Question

A simple pendulum is mounted in an elevator. What happens to the period of the pendulum (does it increase, decrease, or remain the same) if the elevator
(a) accelerates upward at 5.0 m/s2;
(b) moves upward at a steady 5.0 m/s ;
(c) accelerates downward at 5.0 m/s2;
(d) accelerates downward at 9.8 m/s2

Answer 1

Answer:

Explanation:

Time period of Simple pendulum is given by

$T=2\pi\sqrt{\frac{L}{g_{effective}}}$

where L=length of Pendulum

g=acceleration due to gravity

(a)When elevator is accelerating upward with $5 m/s^2$

effective g will be g+a=9.8+5

therefore time period will decrease

(b)When elevator is moving upward with 5 m/s

effective g will be g as there is no added acceleration

therefore time period will remain same

(c)When elevator is accelerating downward with $5 m/s^2$

effective g will be g-a=9.8-5

therefore time period will increase

(d)When elevator is accelerating downward with $9.8 m/s^2$

effective g will be g-9.8=0

therefore time period will become infinite

Answer 2

Answer:

Explanation:

The time period of the simple pendulum is given by

$T=2\pi \sqrt{\frac{L}{g_{effective}}}$

(a) when it accelerates upwards, the effective value of g is g + a where, a is the acceleration of the elevator in upwards direction, so effective value of g increases, thus, the time period of the simple pendulum decreases.

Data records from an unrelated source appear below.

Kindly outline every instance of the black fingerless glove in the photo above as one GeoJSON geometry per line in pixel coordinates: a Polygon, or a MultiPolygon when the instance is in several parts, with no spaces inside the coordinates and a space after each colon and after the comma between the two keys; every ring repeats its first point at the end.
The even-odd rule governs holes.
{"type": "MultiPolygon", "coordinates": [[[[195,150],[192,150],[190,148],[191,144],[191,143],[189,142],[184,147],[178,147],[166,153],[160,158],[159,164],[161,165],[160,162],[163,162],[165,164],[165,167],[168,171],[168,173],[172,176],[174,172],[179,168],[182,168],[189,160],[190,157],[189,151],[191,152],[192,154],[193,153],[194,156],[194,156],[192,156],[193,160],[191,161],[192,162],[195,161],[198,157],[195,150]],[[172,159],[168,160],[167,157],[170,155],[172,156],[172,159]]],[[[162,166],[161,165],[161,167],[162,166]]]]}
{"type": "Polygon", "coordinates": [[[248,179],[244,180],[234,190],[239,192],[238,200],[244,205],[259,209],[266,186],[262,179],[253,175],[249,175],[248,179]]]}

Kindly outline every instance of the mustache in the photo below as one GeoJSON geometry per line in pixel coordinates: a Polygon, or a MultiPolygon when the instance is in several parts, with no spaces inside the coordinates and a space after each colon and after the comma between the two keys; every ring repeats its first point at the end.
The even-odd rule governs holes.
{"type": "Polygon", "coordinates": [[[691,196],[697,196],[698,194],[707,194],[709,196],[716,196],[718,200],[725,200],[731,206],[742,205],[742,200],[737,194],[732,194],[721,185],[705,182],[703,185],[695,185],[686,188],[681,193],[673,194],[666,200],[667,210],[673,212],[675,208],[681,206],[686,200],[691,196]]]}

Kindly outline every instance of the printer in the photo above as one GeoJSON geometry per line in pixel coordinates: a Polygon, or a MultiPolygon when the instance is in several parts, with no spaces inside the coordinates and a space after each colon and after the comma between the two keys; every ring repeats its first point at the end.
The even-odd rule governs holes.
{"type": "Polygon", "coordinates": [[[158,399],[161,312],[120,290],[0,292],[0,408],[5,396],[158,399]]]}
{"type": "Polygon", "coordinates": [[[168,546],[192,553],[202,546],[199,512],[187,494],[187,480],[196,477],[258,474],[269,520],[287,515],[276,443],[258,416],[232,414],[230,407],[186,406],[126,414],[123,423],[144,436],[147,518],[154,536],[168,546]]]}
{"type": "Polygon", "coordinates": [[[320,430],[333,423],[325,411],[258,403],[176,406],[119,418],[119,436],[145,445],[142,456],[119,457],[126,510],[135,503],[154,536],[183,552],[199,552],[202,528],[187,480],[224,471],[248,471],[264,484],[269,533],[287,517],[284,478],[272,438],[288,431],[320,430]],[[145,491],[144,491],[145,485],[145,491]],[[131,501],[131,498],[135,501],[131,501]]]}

(b) As it moves with constant speed so the effective g remains same, so that the time period of the simple pendulum remains same.

(c) when it accelerates downwards, the effective value of g is g - a  where, a is the acceleration of the elevator in downwards direction, so effective value of g decreases, thus, the time period of the simple pendulum increases.

(d) when it accelerates downwards, the effective value of g is g - a  where, a is the acceleration of the elevator in downwards direction, here, a = g so the effective g is zero, thus the time period of the simple pendulum becomes infinity.